“At times I’ve tried to wring the waters of my first baptism out of my clothes, shake them out of my hair, and ask for a do-over in some other community where they ordain women, vote for Democrats, and believe in evolution. But Jesus has this odd habit of allowing ordinary, screwed-up people to introduce him, and so it was ordinary, screwed-up people who first told me I was a beloved child of God, who first called me a Christian. I don’t know where my story of faith will take me, but it will always begin here. That much can never change.” -Rachel Held Evans (1981-2019)
Like a lot of us in the feminist, progressive Christian world, the news of Rachel Held Evan’s death was a shocking blow. She was a guiding light to so many of us who still remain Disciples of Christ while rejecting the patriarchal and hierarchical structure that Christ’s church has become.

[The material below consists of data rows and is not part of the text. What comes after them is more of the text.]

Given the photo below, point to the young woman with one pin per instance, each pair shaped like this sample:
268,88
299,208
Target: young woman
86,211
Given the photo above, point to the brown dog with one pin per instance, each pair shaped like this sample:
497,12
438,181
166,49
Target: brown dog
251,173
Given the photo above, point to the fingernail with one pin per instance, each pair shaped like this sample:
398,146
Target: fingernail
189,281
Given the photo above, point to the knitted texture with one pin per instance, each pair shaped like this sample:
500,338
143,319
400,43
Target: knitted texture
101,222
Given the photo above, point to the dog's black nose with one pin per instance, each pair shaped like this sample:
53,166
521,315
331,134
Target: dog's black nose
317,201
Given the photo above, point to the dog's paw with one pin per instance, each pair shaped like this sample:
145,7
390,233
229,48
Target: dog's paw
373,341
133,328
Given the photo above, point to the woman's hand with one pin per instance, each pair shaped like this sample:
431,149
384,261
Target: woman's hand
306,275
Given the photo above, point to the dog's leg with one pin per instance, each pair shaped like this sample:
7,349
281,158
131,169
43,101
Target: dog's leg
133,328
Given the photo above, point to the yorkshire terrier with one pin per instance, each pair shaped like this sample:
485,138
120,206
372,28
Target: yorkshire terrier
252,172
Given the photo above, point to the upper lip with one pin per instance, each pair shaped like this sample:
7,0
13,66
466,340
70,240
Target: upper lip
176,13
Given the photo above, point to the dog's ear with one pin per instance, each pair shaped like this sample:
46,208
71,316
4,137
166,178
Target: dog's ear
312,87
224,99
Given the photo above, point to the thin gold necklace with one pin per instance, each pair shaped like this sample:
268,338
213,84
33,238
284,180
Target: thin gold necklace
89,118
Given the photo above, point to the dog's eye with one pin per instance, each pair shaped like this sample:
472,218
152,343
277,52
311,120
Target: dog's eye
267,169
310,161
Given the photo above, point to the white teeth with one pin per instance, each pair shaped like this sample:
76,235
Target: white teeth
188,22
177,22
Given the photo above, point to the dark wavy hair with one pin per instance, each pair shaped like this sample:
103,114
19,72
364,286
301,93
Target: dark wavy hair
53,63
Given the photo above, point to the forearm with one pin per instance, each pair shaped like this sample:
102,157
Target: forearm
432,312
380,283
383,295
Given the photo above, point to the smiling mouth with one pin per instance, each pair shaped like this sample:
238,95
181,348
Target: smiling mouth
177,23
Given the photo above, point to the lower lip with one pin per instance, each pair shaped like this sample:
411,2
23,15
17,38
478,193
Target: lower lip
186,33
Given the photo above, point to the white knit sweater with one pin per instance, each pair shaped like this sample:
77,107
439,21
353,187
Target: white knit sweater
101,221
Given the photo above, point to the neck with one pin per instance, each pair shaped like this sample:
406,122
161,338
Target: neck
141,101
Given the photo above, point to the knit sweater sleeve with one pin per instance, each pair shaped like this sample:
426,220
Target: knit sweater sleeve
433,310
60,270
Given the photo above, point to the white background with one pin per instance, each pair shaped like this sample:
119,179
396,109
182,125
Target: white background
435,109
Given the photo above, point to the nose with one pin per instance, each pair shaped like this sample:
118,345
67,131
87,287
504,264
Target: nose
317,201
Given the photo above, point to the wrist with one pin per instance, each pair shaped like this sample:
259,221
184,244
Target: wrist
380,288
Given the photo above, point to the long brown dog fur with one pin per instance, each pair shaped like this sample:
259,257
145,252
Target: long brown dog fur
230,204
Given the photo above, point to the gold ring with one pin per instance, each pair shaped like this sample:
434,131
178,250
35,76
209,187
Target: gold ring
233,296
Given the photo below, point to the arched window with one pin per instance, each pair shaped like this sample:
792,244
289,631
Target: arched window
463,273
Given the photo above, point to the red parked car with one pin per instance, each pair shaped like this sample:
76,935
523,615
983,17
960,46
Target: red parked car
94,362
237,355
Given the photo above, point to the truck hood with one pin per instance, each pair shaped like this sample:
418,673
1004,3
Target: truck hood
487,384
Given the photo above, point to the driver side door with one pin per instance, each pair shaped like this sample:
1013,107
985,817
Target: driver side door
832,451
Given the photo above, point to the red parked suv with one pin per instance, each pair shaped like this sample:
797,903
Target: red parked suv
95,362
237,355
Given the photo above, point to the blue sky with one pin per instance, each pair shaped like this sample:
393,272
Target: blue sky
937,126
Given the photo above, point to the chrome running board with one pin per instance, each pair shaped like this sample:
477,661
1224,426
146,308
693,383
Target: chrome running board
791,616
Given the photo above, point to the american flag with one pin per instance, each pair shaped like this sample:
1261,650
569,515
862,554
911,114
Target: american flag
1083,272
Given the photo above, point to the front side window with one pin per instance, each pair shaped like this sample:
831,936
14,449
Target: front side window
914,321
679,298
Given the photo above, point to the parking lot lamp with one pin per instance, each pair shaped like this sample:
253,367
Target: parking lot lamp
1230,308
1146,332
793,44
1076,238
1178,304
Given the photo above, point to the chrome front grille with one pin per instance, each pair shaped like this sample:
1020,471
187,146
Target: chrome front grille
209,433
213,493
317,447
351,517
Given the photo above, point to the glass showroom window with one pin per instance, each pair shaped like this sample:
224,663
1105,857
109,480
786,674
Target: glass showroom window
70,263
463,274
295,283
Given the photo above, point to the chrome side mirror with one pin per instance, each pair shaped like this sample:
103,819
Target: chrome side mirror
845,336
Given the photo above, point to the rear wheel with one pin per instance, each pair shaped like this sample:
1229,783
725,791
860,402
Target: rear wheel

Like Evans, I went through a faith crisis that ultimately led to me leaving the church of my baptism and embracing a theology that is much more radically inclusive and gathers and embraces those at the margins. When I first read the above quote in Evans’s book Search for Sunday: Loving, Leaving, and Finding the Church, it hit me to my core and I wept. Even though Evans was raised Evangelical and I was baptized into The Church of Jesus Christ of Latter-day Saints, the similarities between what she was taught, and the teachings I received, are striking.
My faith crisis has been a grieving process for me and one of the hallmarks of grief is anger. I will admit I have been so angry with the Church. I’m angry at doctrine that would exclude my non-member father from being with my family in heaven. I’m angry at rhetoric that tells me Women Are Incredible! While at the same time excluding me from being a witness to sacred ordinances. I’m angry at the policy of exclusion being rescinded, but then the church coming out against the Equality Act . I’m angry that those who have advocated for equality and the protection of children have been excommunicated and silenced. I’m angry that I’m expected to be obedient to imperfect men instead of following the dictates of my own conscious.
Even considering all of that, Evans helped me reconcile my Mormon heritage, and the claiming of that heritage, with my feminist, pro-LGBTQ, pro-child protection, values. I have ancestors on my mother’s side who left their countries and families for their religion. Who pushed handcarts across the Great Plains. Who sacrificed everything they had to worship their God in the way they wanted. I honor that heritage and it is why I will always consider myself a Mormon. Evans gave me permission to embrace the faith that allowed me to know God, while also embracing the fact that I never really fit in. My beliefs of radical inclusion will never align with the beliefs of a church whose disciples push vulnerable people to the margins, just like Christ’s disciples did to the Canaanite woman (Matthew 15:21-28).
I credit Evans with helping me find my way after my faith crisis. Evans vocal journey out of Evangelicalism and into the Episcopal church gave me the courage to continue my relationship with Christ after I knew my values and beliefs conflicted with the LDS church. She helped me realize that there are other ways and other churches to worship in, than the church of my origin. That I could still call myself a Disciple of Christ while no longer considering myself a Latter-day Saint. Rachel Held Evans was a light in the darkness for me and so many others. The world is a little less bright without her. Now she takes her place among the angels.